Anadolu Ajansı olarak savaş, çatışma, terör, şiddet ve afet durumlarında yayımlanacak haberler konusunda yayın ilkeleri belirlediğini anlatan Cingil, görsel malzemelerin sunumunda da özenli bir yaklaşım sergilediklerini aktardı. Cingil, mağdurların görüntü ve adres gibi kişisel bilgilerini yayınlamamaya, görüntü ve fotoğraflarda da toplumda tepkiye yol açabilecek ayrıntılara yer vermemeye dikkat ettiklerini belirtti.

Cingil, şiddet olaylarını yalnız mağdur bazlı değil, fail odaklı olarak da ele aldıklarını, özellikle haber takibi yaparak faillerin aldığı cezaları caydırıcı olması açısından yansıttıklarını vurguladı.

Cingil, şöyle devam etti:

"Sadece olay haberler değil, ardından devam eden adli ya da idari süreçleri de takip etmekte şiddetin cezasız kalmadığına dikkati çekilmektedir.

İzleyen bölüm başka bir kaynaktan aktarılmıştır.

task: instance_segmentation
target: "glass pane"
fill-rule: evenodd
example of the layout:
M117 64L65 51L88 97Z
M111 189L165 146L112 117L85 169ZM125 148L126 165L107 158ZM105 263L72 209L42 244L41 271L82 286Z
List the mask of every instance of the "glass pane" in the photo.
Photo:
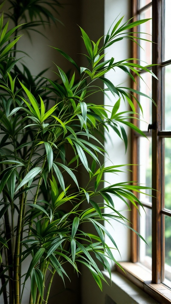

Özellikle olayların toplumsal sebeplerine yönelik konunun uzmanlarıyla, akademisyenlerle ve sivil toplum örgütleriyle kamuoyunu bilgilendiren ve uyaran haberlere ağırlık vermekteyiz.

Mağdurun hikayesini bütün detaylarıyla adeta teşvik edici bir örnek haline getirerek, ön plana çıkarmaktan ziyade failin durumunu ortaya koyan, faile odaklanan bir haber dili kullanılması önemlidir."

Konuşmasının öneriler bölümünde habercilerin bu alanda uzman kişiler ve sivil toplum örgütleriyle işbirliği yapmasının önemine de değinen Cingil, buna olanak tanıyacak platformların oluşturulması gerektiğini vurguladı. Cingil, "Hepimizin ortak sorunu olan kadına yönelik şiddet konusunda milli iradenin temsilcisi olan siz değerli milletvekillerimiz ile kamuoyunun sesini duyurmakla görevli medyanın işbirliği içinde çalışmasının önemli olduğunu vurgulamak istiyorum" diye konuştu.

-"Bilgisayar oyunlarındaki şiddet incelenmeli"

AK Partili Uçma da söz alarak, "Kadına yönelik şiddet aile, kabile, aşiret kararıyla işlenmesi durumunda bunların örgütlü ve organize suç kapsamına alınması gerekmektedir. Bunu mutlaka hayata geçirmemiz gerekiyor" değerlendirmesinde bulundu.

Uçma, şiddet konusunda ilkelere uymayan yayın kuruluşlarına yaptırım uygulanması gerektiğini de vurguladı.

CHP'li Bilgehan, toplantının sonunda söz alarak komisyonun üyesi olmadığını, ancak bilgisayar oyunlarındaki şiddet ve bunun çocuklar üzerindeki etkileri üzerine çalışma yapılması önerisinde bulundu. Bilgehan, bunun tüm dünyanın sorunu olduğunu işaret ederek, elde edilecek bulguların kadına yönelik şiddet konusuna da önemli ölçüde ışık tutabileceğini söyledi.

Komisyon Başkanı Dedegil de bunun çok yararlı bir öneri olduğunu belirterek, dikkate alacaklarını ifade etti.